Preamble (you can skip this, this is just my justification)
I have created an application which uses sqlite as its database backend, and the schema works (and performs) very well during general application use.
Now I am attempting to build a reporting system for it, and I have built an excel xll which creates query tables from an unnamed DSN. Because of this, I have to do all of my reporting in sql only (I.e. I can do nothing programatically). This works very well for everything except for one query...
/// SKIP HERE....
My database contains a list of Features which have an id, distance and an indicator for whether the feature is a marker or not. The id is not necessarily in the same order as the distance (a feature with id 10 might have distance 100 and the feature with id 11 might have distance 90).
So the item basically looks like:
Feature { int id, int distance, bool is_marker }
What I am trying to do is find the next and previous feature that are also markers.
/// Edit
My first attempt used:
select
* /* I want all the data from this feature */
(select MAX(f2.distance) - f1.distance
from feature as f2
where f2.is_marker && f2.distance < f1.distance) /* and the distance to the previous marker */
from feature as f2
second attempt (this one works, it just takes WAAAY too long for 100,000 features, somewhere around 9 days...):
select
*, /* I want all the data from this feature */
(select f1.distance - MAX(f2.distance)
from feature as f2
where f2.distance AND f2.distance< f1.distance) /* and the distance to the previous marker */
from feature as f1
This query does return what I want, and performs adequately for small databases, but I have to support MUCH larger databases as well.

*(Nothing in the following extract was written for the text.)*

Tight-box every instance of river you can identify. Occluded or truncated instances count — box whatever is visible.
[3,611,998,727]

(Some of the databases have less than 1000 features, but the one I am working on right now has >90,000 features. The query for 1000 features takes <1s, but the one for 90,000 features takes 20 hours. This is because it does not grow linearly resulting in an 80x decrease in performance: 20*60*60/(90,000/1000) = 8000)

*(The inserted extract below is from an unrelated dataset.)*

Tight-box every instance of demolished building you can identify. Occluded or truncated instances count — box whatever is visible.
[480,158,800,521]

The backend database uses sqlite, and I am using the sqliteodbc connector to hookup excel.
If I was to do this in code, I would do this:
var features = featureRepository.GetAll();
var featuresWithMarkerDistance = new List<FeatureWithMarkerDistance>();
var previousMarker = null;
for(var index = 0; index < features.Length; index++) {
var currentFeature = features[index];
featuresWithMarkerDistance.Add(
new FeaturesWithMarkerDistance(currentFeature,
feature.distance - previousMarker.distance));
if(feature.is_marker) {
previousMarker = feature;
}
}
// FeatureWithMarkerDistance { int id, int distance, bool is_marker, int marker_distance }
// EDITS:
Here is a concrete example:
(The underlying table)
feature_id is_marker distance
1 false 100
2 false 90
3 false 101
4 true 50
5 false 5
6 true 85
7 false 150
8 false 75
(There is an index on distance)
The results I want:
feature_id is_marker distance distance_to_closest_previous_marker
1 false 100 15
2 false 90 5
3 false 101 16
4 true 50 null
5 false 5 null
6 true 85 35
7 false 150 65
8 false 75 25
So if I was getting the previous marker for feature_id 1, the distance for feature_id 1 is 100, and the closest marker is feature_id 6 at distance 85. To get the distance to closest previous marker, I take (100 - 85) = 15. I need to get this value for every single feature to include in a report. (This must be done in a single sql query because I'm using an odbc connector with excel). The above query does fetch what I want, it just performs very badly because in the where clause it has to search over the entire database for every feature.
What I would like to do is this: (unless there is a more performant way)
select *
/* I want all the data from this feature */
/* previous = */ (select MAX(f2.distance) - f1.distance
from feature as f2
where f2.is_marker && f2.distance >= previous && f2.distance < f1.distance)
/* and the distance to the previous marker */
from feature as f2
So the basic theory is that I would store the previous marker value and only look at that value and beyond when I'm looking for the next marker.
Sorry about the confusion originally (I forgot to put the MAX() in originally)